O relatório também menciona o caso do epidemiologista e ex-reitor da Universidade Federal de Pelotas Pedro Hallal. Em 7 de janeiro, ele fez críticas duras a Bolsonaro em um evento no campus por ele não ter escolhido o candidato mais votado da lista tríplice para comandar a instituição. O deputado Bibo Nunes (PSL-RS) pediu à CGU a abertura de um processo disciplinar contra Hallal, o que foi feito. A CGU concluiu que Hallal e outro professor, Eraldo dos Santos Pinheiro, poderiam ser punidos por “manifestação excessiva de menosprezo pela figura de maior autoridade no Poder Executivo Federal, ao qual é subordinado”. O órgão sugeriu a ambos um termo de ajustamento de conduta, que foi assinado por eles, encerrando o procedimento administrativo.
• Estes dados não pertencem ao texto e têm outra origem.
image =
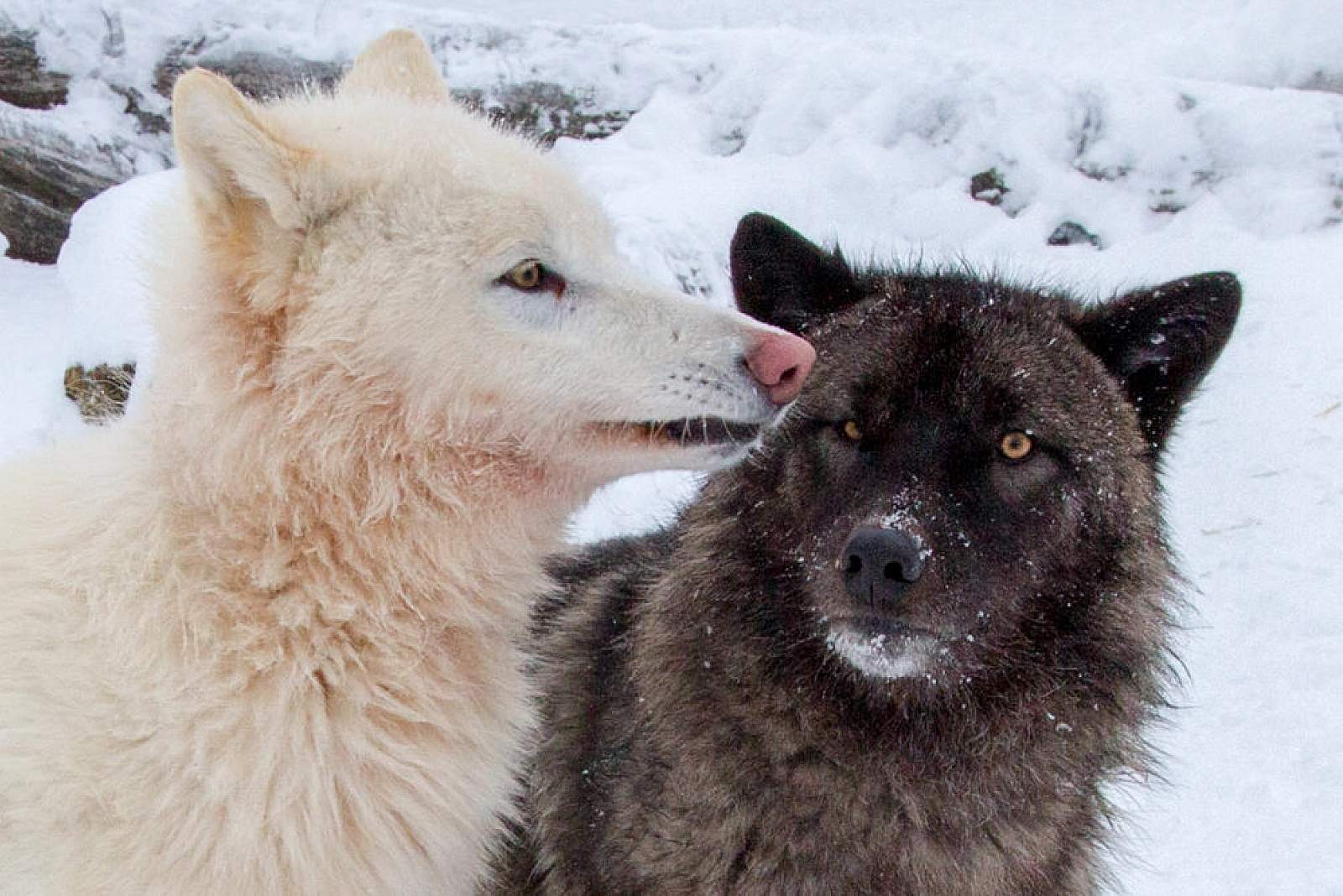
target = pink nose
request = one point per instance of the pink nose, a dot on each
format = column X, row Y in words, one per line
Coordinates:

O documento menciona ainda relatos de agressões por forças policiais e detenções contra estudantes que protestavam contra o atual ministro da Educação, Milton Ribeiro, em eventos ocorridos em 12 de maio em Porto Alegre e em 21 de agosto em Nova Odessa (SP).

“Brasil tem tradição universitária muito forte”

Jesse Levine, assessor de advocacy da Scholars at Risk, afirma à DW Brasil que a deterioração da liberdade acadêmica no país é resultado de uma combinação de fatores, como a vilanização da comunidade universitária por lideranças políticas, pressões locais motivadas por um sentimento contrário a universidades e tentativas de fazer instituições de ensino serem “mais amigáveis” ou “controladas” por quem está no poder.

“É impossível determinar um percentual de responsabilidade de um único líder político por esse tipo de pressão, mas é justo dizer que, se não houvesse Bolsonaro ou alguém como ele, seria difícil imaginar a maioria das mudanças que vimos nos últimos três anos [no Brasil]”, diz Levine.

Ele ressalta que o Brasil tem uma tradição universitária “muito forte” e que a comunidade universitária em sua maioria valoriza a liberdade acadêmica, um fator crucial para “reafirma a liberdade acadêmica e a autonomia universitária”.

Para Levine, é importante que universidades em qualquer país tenham iniciativas para difundir valores relacionados à liberdade acadêmica, como esclarecer aos seus membros os seus direitos e apoiar acadêmicos que estão sofrendo ameaças.